Читаем Black Mask (Vol. 29, No. 3 — January 1947) полностью

I climbed back to the house, let myself in and called the police. Then I lit a cigarette and started looking for myself. Ever since I met this dame I had been building up to this. Nobody had twisted my arm and said I had to answer for her. It hadn’t been love, either. Then what was I doing there, tangled in the mess that a neurotic, dipsomaniac ex-movie queen had made of her life?

That was where the doorbell caught me.

Sammy Hillman was the inspector in charge of the homicide detail. He and I had chewed over several bones together. For a cop, he wasn’t a bad guy. He came in smiling and looking around as though he thought I might have a drink waiting for him. “Hello, Fowler,” he said. “Can’t you let us drum up our own business?”

“You’d go broke in a week, Sammy, and you know it.”

Hillman took in what he could see of the house from where he was standing. “Nice creepy little cave this is,” he commented. “What’ve you got?”

I took him out back and showed him.

His gang spread out and went to work, while I told him what I knew. After I finished my recitation, we went down to view the remains. He didn’t say so, but I gathered he was satisfied it was just a case of too much grog and too little guts.

We were standing by the table in the back yard. I looked at the empty gin bottle Maxine had left behind. It hadn’t given anything to the fingerprint boys. It was just standing there like a tombstone.

Suddenly I wanted that bottle. “Look, Sammy,” I said, “don’t think I’ve gone completely nuts, but if it’s O.K. with you, I’d like to take this bottle — for a souvenir.”

He snorted. “Help yourself. One bottle more or less around this place can’t make any difference.”

I tucked the prize under my arm and said goodbye.

Sammy nodded. “This’ll last us a couple of weeks,” he said, “so take it easy.”

Chapter Two

Husbands and Homicide

I’d forgotten about eating. I went home and gave Maxine’s bottle the place of honor in the center of my cocktail table while I hustled a drink for myself in the kitchen. I brought it back and toasted my final link with Maxine.

I had another drink and started to get poetic about Maxine, life, and empty bottles. You don’t have to be boiled to get the connection, but it helps.

I remembered Maxine’s diary, still in the pocket of the coat I was wearing the night I met her. I got it, and another drink.

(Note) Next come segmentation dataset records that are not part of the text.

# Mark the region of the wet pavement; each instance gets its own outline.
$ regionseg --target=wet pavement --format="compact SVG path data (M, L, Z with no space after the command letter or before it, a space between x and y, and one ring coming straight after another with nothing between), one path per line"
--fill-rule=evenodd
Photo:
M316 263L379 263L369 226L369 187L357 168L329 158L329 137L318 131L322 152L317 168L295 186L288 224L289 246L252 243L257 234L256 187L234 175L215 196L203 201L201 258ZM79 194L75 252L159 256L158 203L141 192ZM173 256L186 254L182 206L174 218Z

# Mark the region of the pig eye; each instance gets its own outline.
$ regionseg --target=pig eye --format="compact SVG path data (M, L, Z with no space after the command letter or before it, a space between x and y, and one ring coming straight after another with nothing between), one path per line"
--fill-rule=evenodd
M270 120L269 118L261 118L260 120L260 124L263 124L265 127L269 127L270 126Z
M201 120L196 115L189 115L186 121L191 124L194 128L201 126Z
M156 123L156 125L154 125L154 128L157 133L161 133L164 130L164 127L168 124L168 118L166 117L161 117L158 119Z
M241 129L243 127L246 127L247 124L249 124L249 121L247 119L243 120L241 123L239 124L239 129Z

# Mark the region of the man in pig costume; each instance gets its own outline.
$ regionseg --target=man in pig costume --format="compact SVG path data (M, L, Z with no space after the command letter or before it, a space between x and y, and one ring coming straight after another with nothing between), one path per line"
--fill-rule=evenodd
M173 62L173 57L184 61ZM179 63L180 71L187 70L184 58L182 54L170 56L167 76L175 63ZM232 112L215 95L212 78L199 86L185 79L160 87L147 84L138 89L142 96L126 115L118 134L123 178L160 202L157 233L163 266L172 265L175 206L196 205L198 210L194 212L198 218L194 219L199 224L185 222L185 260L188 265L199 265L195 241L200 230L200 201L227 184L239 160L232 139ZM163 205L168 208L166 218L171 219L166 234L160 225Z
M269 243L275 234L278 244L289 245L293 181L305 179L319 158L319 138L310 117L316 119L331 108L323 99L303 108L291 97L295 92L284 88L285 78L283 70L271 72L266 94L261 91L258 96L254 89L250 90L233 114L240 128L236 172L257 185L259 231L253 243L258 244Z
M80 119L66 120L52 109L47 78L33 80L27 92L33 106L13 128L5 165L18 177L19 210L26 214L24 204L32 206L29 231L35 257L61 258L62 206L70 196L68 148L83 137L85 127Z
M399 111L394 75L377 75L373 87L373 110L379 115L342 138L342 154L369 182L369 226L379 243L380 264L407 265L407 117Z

I spent the next couple of hours getting stewed and wondering at the junk a woman will immortalize in her diary. I could follow the general outline of her life, but mostly it was devoted to personalities and sounded pretty shallow. It made a good companion-piece for the empty gin bottle.

I killed the fifth and made a pass at going to bed. I got one shoe off before I went under. The bed pitched a couple of times when I shut my eyes, and I felt I was being shot through space. It was broad daylight again before anything bothered me.

The little men woke me up. I sat up on the edge of my bed and wondered what would ever become of me. I managed to totter out to the kitchen and try some ice water. It felt good in my mouth, but raised hell in my stomach. I made some hangover soup with tomato juice, Worcestershire, and a shot of bitters. With that rumbling around in my guts, I went in and took a hot shower, brushed my teeth and got into some clean clothes. I decided against risking a shave right then.

While I was waiting for the coffee to run through the silex, I cleared away some of the debris from my contest with the demon rum, emptied the ash trays, threw out the dead fifth my hangover had come in, and picked up my heritage from Maxine.

In the cold light of morning, keeping that gin bottle lost some of its enchantment. Maybe some relatives would turn up for her diary. But I was certain that nobody, including me, had any use for that bottle.

I was in the act of tossing it in the trash can with the other dead one, when it happened. Nothing lethal, just an idea. I noticed for the first time that the bottle wasn’t just empty. There was a fine layer of dust in it!

I’ve had a lot of experience with emptying bottles. Nobody could sell me the story that this one had only been standing around some forty hours. The label was still fresh, which ruled coincidence out of its being at the scene of the suicide. But why would Maxine set the stage with a prop bottle?

Something smelled.

Until now I had taken it for granted that her bum publicity break in the papers put the fritz on her comeback chance, she got boozed up and jumped. This dead gin bottle said it didn’t happen that way.

I had my coffee and set out to prove he was a liar.

The Screen Actors’ Guild informed me that Maxine had been represented by an agent named Mitchell Kasch. He was in one of those colonial cheese-cakes that line the strip section of Sunset Boulevard. It was upstairs, a cute little joint The outer office was done in knotty pine and a nyloned secretary with a stagy accent and a peek-a-boo blouse that was more peek than boo.